A female employee had worked her way up through the ranks at Aramark to a senior management position. Her problems started when a new manager came in, one whose actions went apparently unmonitored.
You can read a more complete version of the facts here, but let me summarize a couple of timeless lessons that apply to virtually every employee management situation.
1. Long-term employees, and in particular long-term employees who have worked their way up through the ranks into management positions in the company, are entitled to a basic level of respect in how management deals with them. That respect normally takes the form of some kind of extended due process, especially in termination situations. A company terminating a long-time employee should be particularly diligent in reviewing the circumstances surrounding the termination, and management's actions in dealing with the employee.

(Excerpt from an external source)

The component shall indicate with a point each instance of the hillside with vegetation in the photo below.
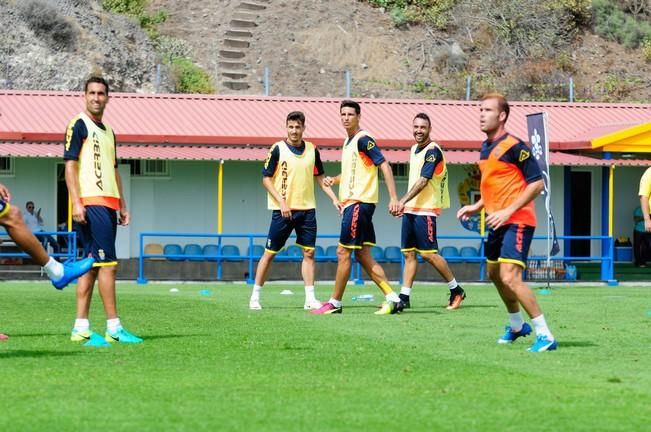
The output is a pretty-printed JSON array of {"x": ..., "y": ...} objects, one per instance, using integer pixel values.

2. While employers may generally expect the workforce to adapt to the requirements of new leadership, a radical change in subordinate performance evaluations may well indicate a problem with the leadership rather than the subordinate employees. Company leadership should be sensitive to a new manager finding significant faults with established performers. See, #1, above.
3. Complaints from management-level employees should never be ignored, but instead investigated carefully. That doesn't mean that the employer accepts as true every allegation from a manager, but the company must establish a rational basis for not taking corrective action in response to those allegations.
4. No termination decision should take place in a vacuum. The employer must be aware of all the circumstances within its span of knowledge surrounding an employee who is about to be fired. In this case, someone should have noted that the employee filed an HR complaint days before the termination was effected.
This is relatively common sense stuff, or put another way, Smart and Legal Employee Management 101. Not following these basic principles gets expensive very quickly.